In chapter 15 of Mark, the crowd has a choice to make. Jesus has been arrested and taken to Pontius Pilate, the Roman prefect. Pilate finds no harm in this obscure rabbi, and offers the people a chance to save Him. Amazingly, they choose to save Barabbas, a notorious criminal! How could this be? I would never do that, would you?
Unfortunately, if I’m honest, I do it every day, and so do you. When we use His name carelessly, or hear others do so without objecting, haven’t we denied who He is? When we choose the practical, worldly solution to a problem instead of trusting the Word of God, haven’t we chosen Barabbas? When we ignore that homeless person on the street, walking by him without a thought for his condition, haven’t we failed to show compassion for Christ? When we chose to follow religious leaders who are not godly, aren’t we part of that crowd that condemned Him? When peer pressure leads us to run after more and more material goods when we could be contributing to the church, aren’t we as bad as those who yelled, “Crucify Him?”
I would say that we are. We all sin and it is our sin that made it necessary for Jesus to die.
“Everyone who sins breaks the law; in fact, sin is lawlessness. But you know that he appeared so that he might take away our sins. And in him is no sin.” 1 John 3:4-5
For more on the book of Mark see these posts:
,You Are Not Swayed by Appearances
No One is Good Except God Alone
This is a quote from my devotional by Theophilus Parsons (1797-1882) who was a Harvard law professor. It is important to note that for Lutherans, our choices do not affect our salvation, but they do advance our sanctification.
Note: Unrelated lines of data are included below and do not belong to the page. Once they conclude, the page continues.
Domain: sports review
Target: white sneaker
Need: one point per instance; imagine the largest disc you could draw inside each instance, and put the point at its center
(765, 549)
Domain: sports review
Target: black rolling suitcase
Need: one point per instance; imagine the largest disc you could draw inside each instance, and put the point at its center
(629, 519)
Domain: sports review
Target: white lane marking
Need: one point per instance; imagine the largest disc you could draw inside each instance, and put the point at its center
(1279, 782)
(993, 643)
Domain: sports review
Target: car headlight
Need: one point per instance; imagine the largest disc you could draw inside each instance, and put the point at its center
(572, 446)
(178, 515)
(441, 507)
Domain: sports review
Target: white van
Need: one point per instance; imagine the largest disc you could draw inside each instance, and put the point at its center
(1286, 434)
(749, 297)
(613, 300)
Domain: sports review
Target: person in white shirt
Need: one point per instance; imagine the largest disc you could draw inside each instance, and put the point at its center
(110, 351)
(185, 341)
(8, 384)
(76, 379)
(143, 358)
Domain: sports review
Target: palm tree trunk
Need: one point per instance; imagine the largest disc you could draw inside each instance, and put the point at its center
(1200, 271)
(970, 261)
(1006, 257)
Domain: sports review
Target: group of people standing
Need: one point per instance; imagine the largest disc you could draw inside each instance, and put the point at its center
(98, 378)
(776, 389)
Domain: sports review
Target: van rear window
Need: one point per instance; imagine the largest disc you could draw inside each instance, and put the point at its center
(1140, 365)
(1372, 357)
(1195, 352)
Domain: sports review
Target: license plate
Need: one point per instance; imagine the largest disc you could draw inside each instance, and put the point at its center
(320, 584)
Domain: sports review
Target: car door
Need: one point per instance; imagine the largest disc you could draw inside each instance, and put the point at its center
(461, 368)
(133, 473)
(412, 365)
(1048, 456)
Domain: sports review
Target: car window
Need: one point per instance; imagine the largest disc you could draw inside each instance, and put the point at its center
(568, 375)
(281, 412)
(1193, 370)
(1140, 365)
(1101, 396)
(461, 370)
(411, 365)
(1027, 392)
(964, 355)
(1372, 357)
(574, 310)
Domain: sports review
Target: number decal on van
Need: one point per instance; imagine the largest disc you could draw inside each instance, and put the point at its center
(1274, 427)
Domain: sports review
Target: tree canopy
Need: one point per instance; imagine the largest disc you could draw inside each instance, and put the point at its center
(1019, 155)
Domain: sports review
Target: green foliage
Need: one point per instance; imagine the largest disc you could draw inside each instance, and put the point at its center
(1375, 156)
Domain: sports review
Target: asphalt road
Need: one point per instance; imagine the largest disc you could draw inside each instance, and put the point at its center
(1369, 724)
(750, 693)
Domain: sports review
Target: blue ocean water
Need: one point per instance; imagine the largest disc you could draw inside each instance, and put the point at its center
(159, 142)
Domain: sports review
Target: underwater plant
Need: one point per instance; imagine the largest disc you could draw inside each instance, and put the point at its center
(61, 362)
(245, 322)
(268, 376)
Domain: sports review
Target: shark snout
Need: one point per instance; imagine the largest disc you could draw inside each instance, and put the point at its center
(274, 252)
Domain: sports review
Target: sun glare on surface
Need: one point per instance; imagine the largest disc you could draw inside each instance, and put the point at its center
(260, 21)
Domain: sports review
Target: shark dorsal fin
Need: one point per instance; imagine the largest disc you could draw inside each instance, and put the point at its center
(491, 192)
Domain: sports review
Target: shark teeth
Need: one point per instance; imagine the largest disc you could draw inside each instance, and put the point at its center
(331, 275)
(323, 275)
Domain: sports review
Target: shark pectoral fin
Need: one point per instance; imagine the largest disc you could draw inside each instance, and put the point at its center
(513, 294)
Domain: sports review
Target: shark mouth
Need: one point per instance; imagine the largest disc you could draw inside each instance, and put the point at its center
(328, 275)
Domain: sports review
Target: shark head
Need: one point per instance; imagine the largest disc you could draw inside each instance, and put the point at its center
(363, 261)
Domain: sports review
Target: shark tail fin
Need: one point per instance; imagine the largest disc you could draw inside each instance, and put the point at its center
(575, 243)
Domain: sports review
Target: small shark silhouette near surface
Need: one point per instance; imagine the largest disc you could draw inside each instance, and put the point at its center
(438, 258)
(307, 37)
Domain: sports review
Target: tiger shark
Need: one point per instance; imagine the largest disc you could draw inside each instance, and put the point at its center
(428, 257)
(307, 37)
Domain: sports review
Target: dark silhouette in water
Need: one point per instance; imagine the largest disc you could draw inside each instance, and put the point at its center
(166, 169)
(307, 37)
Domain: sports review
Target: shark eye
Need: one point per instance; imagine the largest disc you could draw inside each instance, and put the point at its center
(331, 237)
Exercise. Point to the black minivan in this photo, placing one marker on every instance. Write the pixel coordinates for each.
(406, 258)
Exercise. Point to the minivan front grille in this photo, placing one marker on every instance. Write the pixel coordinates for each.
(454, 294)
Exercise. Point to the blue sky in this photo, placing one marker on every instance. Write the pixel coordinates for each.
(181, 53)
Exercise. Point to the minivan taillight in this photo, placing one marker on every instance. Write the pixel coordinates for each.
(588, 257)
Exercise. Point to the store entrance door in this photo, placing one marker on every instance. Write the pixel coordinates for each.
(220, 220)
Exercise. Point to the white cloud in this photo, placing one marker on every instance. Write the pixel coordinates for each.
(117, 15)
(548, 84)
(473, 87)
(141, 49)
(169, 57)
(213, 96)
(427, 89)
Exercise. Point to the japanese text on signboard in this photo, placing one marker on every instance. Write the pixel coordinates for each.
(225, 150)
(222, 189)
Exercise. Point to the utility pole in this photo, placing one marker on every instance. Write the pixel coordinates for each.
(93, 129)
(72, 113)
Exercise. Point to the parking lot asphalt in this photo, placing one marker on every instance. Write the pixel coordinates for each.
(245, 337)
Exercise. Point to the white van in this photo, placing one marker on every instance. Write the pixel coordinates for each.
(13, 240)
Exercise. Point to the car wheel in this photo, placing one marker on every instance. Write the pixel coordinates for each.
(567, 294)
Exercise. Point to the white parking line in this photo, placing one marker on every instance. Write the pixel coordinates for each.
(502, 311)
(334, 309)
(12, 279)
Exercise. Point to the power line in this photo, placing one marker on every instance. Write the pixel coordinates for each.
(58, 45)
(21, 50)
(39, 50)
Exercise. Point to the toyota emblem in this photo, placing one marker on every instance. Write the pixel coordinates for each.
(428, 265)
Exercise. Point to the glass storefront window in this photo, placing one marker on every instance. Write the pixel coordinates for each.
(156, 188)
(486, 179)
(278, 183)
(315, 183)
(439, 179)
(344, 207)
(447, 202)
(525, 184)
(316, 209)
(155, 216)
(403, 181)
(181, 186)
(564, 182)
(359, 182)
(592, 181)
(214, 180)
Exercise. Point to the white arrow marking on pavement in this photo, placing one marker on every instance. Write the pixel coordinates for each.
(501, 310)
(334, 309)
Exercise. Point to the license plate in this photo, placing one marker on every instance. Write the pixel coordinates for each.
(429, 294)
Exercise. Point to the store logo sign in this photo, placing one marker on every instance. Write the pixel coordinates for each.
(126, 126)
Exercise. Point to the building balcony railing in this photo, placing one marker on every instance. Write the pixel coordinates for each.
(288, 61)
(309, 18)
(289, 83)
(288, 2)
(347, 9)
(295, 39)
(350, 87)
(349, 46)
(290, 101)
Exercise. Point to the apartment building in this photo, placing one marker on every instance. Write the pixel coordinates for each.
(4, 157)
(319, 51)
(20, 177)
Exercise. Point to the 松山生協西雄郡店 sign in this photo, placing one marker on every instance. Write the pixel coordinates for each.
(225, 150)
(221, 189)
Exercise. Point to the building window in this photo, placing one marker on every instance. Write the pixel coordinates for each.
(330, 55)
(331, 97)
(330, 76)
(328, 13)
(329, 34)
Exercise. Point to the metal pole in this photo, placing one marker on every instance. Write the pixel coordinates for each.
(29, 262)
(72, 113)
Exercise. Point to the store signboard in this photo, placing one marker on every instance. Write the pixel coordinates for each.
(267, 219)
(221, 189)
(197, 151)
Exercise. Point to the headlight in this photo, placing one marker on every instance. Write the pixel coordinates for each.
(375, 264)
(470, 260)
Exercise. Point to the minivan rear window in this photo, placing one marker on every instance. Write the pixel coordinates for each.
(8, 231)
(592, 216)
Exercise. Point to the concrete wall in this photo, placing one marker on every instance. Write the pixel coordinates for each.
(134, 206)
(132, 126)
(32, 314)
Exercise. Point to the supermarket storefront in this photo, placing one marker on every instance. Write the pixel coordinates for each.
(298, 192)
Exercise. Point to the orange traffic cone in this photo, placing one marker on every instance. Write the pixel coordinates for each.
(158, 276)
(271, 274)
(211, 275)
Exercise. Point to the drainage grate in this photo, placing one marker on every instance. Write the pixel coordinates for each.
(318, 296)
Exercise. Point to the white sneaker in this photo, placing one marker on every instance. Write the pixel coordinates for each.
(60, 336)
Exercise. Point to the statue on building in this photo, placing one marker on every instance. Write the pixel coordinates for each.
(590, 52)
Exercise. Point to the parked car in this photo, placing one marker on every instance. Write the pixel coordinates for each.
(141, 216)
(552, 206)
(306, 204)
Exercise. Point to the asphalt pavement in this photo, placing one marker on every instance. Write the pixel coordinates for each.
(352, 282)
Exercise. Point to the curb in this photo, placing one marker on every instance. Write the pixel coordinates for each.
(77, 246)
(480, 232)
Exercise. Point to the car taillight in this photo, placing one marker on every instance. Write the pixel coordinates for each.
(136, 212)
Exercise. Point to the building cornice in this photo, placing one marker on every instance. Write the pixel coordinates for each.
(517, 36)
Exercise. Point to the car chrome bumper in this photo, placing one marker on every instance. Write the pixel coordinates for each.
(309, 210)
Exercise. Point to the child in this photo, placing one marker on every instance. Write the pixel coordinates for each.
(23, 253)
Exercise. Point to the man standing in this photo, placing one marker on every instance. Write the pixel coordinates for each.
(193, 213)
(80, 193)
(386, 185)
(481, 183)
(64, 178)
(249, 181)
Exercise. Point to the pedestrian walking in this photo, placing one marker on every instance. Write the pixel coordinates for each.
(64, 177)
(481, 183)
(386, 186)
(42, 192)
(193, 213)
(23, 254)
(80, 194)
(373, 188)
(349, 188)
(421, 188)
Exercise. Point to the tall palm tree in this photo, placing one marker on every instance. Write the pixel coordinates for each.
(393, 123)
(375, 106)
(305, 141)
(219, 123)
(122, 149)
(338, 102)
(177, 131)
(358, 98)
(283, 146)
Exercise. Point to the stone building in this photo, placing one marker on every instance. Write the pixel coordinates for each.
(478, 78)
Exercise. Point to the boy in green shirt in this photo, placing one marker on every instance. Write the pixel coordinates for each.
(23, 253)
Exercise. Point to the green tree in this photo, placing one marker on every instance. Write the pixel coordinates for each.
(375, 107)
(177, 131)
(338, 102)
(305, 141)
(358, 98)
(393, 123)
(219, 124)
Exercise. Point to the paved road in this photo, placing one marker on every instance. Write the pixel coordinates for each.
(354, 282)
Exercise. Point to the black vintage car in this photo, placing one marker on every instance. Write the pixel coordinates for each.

“Barabbas and Jesus cannot both live within us. One must die. Yes, every emotion of selfishness or worldliness in every soul plays the part of Barabbas. Good influences may have prevailed for a time, and they, or perhaps motives of worldly regard, may have put Barabbas in prison, and under some restraint; but the decisive, the fatal question remains, Shall he die? Yes, he or Jesus. Nor is it only on great occasions and in fearful crises that this question comes to us. Every hour, every moment, when we resist what we must know to be the influence of our Lord, and casting that aside, give the victory, under whatever pretence or name, to that which is indeed our own Barabbas, we then do all that we are able to do to crucify our Lord afresh. Every emotion which tempts us to refuse obedience to Him, “to make insurrection,” to suppress and overcome whatever sense of right conscience gives –is not that the robber, rebel, murderer, Barabbas? We may have, indeed, imprisoned him, we may have resolved that he should die–shall we now release him from restraint, and let him go free? If we do, we know now what must happen–we know between what alternatives we choose.”